On February 14, 2019, counsel for the plaintiffs sent a letter to "whom it may concern" at the IRS offices in Philadelphia and Cincinnati requesting that IRS cease collection efforts against the plaintiffs because their tax debt had been discharged.2 [Adv. Dkt. No. 42, p. 10.] On July 27, 2019, counsel for the plaintiffs sent a second letter to "Mr. Dagoberto Gonzalez, Director of W&I Filing and Payment Compliance" at the IRS office in Philadelphia requesting yet again that the IRS cease collection efforts immediately. [Adv. Dkt. No. 42, p. 11.]

IV. APPLICABLE LAW AND DISCUSSION

The IRS moves to dismiss the case for lack of jurisdiction. Because the IRS's argument is jurisdictional, the court must address it first. If the court is without jurisdiction, it cannot consider the merits of the case. "[A] federal court generally may not rule on the merits of a case without first determining that it has jurisdiction over the category of claim in suit (subject-matter jurisdiction) and the parties (personal jurisdiction)." Sinochem Int'l Co. v. Malay. Int'l Shipping Corp., 549 U.S. 422, 430–31, 127 S.Ct. 1184, 167 L.Ed.2d 15 (2007).

The IRS asserts that the plaintiffs are barred by sovereign immunity from seeking damages and attorney's fees for violation of the discharge injunction because they failed to exhaust administrative remedies under sections 7433(d)(1) and 7430(b)(1) of the Internal Revenue Code (IRC) and section 301.7433-2 of title 26 of the Code of Federal Regulations. The plaintiffs allege that they exhausted administrative remedies with the IRS. The court agrees with the IRS.

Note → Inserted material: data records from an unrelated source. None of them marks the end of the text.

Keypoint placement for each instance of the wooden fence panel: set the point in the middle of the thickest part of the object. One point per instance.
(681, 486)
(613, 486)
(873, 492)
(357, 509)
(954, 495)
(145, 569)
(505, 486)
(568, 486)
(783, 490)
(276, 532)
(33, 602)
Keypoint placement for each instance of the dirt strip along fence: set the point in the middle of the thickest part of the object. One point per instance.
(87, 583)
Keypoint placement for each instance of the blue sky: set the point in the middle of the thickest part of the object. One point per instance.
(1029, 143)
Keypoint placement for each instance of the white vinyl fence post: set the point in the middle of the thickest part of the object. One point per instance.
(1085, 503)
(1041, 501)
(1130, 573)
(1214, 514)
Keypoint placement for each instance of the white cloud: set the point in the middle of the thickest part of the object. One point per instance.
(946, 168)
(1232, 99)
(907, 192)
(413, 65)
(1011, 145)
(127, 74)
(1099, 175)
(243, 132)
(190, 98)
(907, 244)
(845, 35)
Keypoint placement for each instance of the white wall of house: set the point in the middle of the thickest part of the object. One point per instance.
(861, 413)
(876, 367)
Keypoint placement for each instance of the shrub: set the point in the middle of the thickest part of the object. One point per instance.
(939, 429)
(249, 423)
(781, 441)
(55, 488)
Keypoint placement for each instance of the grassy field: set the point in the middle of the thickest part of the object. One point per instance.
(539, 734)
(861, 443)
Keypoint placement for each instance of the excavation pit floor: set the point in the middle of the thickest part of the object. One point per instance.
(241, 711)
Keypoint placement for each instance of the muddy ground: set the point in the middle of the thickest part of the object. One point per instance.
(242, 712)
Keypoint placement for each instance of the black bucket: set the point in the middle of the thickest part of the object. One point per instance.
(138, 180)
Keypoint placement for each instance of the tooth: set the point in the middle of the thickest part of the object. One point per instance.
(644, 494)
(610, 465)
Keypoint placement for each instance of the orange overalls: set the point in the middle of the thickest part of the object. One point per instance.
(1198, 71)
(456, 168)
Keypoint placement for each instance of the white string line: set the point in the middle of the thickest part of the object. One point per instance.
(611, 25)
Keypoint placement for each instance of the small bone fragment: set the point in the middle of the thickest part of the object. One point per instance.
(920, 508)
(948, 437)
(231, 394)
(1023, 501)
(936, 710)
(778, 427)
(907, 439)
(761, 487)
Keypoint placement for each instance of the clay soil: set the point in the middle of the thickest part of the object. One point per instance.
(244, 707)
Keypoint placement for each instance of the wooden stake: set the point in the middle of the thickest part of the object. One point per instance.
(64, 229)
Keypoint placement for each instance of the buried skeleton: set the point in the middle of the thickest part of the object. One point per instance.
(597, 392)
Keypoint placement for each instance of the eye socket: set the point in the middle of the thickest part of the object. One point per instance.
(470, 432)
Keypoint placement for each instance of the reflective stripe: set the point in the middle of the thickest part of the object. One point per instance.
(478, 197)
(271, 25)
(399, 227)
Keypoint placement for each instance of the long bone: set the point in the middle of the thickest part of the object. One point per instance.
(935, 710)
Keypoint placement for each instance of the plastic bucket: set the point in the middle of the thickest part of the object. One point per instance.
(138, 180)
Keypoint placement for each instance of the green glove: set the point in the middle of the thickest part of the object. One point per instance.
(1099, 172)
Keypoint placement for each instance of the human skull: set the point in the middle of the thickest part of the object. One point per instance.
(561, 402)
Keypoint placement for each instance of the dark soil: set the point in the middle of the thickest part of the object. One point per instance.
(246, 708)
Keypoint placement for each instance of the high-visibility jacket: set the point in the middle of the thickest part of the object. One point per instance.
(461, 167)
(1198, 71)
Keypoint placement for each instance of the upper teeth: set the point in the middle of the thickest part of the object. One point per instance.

"A taxpayer's claim for damages resulting from tax collection is limited by 26 U.S.C. § 7433." Blanchette v. SSA, 2014 WL 667514, at *2, 2014 U.S. Dist. LEXIS 21954, at *4 (D. Mass. Feb. 21, 2014). Section 7433(e) of the IRC provides a remedy for IRS actions, in violation of certain bankruptcy proceedings, taken to collect taxes. It provides that taxpayers may request damages in the bankruptcy court where "any officer or employee of the Internal Revenue Service willfully violates any provision of section 362 (relating to automatic stay) or 524 (relating to effect of discharge) of title 11." 26 U.S.C. § 7433(e)(1). " Section 7433's waiver of sovereign immunity, like any other, must be strictly observed, and construed in favor of the sovereign." Cartagena v. United States, 321 F. Supp. 2d 265, 271 (D. P.R. 2004).

But aggrieved taxpayers must first exhaust the IRS's administrative remedies. 26 U.S.C. § 7433(d)(1). "[S]ection 7433 claims may only be brought after exhaustion of administrative remedies." Nogueras-Cartagena v. United States, 125 F. App'x 323, 327 (1st Cir. 2005). "In the First Circuit, the exhaustion of administrative remedies, required by the statutes governing plaintiff's claims for refunds and for civil damages, is jurisdictional." Ghislain v. IRS, 2013 WL 1788536, at *3, 2013 U.S. Dist. LEXIS 59920, at *8 (D. N.H. Apr. 10, 2013). "Sovereign immunity bars courts from hearing claims for damages under either section 7432 or section 7433 of the IRC before the plaintiff has exhausted administrative remedies as outlined in applicable regulations." Merchia v. United States, 2019 WL 2501883, at *4, 2019 U.S. Dist. LEXIS 100849, at *10 (D. Mass. June 17, 2019).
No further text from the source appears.